How does one set up a centralized Julia installation?

I would like to start a thread about best practice for how to set up a centralized Julia installation in a cluster environment or local institution network. Hopefully, this will lead to a tutorial like write-up in the end. I want to focus on Julia 1.0 and, thus, Pkg(3).

How does one set up a system wide Julia 1.0 installation, that is julia itself as well as commonly used packages?

Requirements:

  • Users should still be able to install packages not present in the central directories.
  • As packages might be out of date, users should also be able to install newer versions of packages locally.

From my (very limited) point of view, these could be potential issues:

  • While the system admin updates and precompiles packages of the central installation, running user’s jobs might break because they might try to access the old precompiled resources.

Let me note that this question came up before Julia 1.0 and Pkg3 and has been (sort of) postponed. I thought it might deserve a clean new thread.

27 Likes

I would also add these few constraints:

  1. how to configure per user where packages will be:
    1.a. downloaded
    1.b. build
    1.c. precompiled
  2. how to configure where custom julia envs will be created:
    2.a. per project
    2.b. per user
  3. are those paths are stacked on top of System Wide ones or they can optionally replace (shadow) each other?
  4. how to merry Julia with external conda environments (to restrict conda to be downloaded by Julia internally and external conda from PATH to be used)
  5. how to merry Julia environments with jupyter notebooks or hub?

To be honest - it would be nice to have a tutorial covering these use cases.

2 Likes

Has there been any update on this? My IT deptartment has very strict home directory quota’s for students which makes it very difficult to teach Julia in the classroom via virtual machines. I have tried to create a project on a shared drive, but that still seems to install packages to local directories.

I have also tried editing the JULIA_DEPOT_PATH to a directory writable by the instructor, but can’t seem to make that work either (referencing: Where or How to edit DEPOT_PATH)

2 Likes

I’d also like to see some helpful feedback here. Currently we also have just a group installation and every package is installed in the users directory, which – as drwx pointed out – is a bit annoying due to quota restrictions.

This also reminds me of a recent discussion about a CLI for installing packages (missing reference) here on discourse.

I’d like to wrap up a workflow in Python which works quite well for us:

  • one centralised Python installation which is occasionally updated (with an official announcement, so everyone is notified and can be prepared)
  • a set of commonly used packages are already installed (Numpy, SciPy and other stuff)
  • users can install packages on their own, using pip install --user PACKAGENAME
  • users can create their own isolated environments to play with or for reproducibility of scientific results etc.

This is more or less done by manipulating $PATH and $PYTHONPATH and at least in my experience it works quite nicely.
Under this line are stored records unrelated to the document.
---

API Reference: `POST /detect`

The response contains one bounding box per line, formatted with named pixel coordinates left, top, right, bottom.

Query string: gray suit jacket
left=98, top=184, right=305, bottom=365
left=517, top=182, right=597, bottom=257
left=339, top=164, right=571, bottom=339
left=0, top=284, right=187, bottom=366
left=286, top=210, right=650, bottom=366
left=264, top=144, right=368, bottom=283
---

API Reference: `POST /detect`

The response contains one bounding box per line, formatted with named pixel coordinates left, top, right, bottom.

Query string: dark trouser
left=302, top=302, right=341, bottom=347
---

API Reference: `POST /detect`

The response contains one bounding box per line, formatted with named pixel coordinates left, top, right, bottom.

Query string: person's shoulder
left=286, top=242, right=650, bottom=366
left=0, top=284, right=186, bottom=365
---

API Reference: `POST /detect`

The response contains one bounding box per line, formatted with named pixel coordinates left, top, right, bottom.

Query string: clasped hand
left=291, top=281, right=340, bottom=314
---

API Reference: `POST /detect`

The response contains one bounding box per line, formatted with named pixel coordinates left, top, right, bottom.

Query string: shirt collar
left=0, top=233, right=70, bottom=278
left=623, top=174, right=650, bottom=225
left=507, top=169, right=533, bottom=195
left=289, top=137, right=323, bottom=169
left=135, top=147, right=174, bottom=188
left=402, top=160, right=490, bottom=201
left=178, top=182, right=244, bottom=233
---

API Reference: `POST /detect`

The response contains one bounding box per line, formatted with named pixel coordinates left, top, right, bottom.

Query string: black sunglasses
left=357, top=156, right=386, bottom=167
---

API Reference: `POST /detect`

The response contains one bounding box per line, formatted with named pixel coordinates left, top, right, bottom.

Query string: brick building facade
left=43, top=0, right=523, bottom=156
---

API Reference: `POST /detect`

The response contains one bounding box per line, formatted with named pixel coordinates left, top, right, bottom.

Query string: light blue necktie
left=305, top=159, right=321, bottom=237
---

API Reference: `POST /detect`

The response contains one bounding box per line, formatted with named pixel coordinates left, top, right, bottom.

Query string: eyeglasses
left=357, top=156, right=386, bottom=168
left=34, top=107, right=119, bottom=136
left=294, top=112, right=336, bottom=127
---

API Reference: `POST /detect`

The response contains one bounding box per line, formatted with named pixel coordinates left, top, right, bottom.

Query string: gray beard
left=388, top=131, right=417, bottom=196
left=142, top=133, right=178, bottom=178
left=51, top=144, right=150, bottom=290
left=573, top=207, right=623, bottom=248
What I wish for Julia is indeed something which can be set up using command line tools, so that you can easily provide those setenv.sh scripts for group installations (we use them a lot), or even with the Modules system.

Something like juliapkg install ... to install a package, juliapkg install --user ... to install it in the own JULIA_PKG_DIR or whatever (and found when doing using ... in Julia code), juliaenv create ... and juliaenv activate ... to activate an environment which is then of course used when the user installs new packages via juliapkg install ... etc.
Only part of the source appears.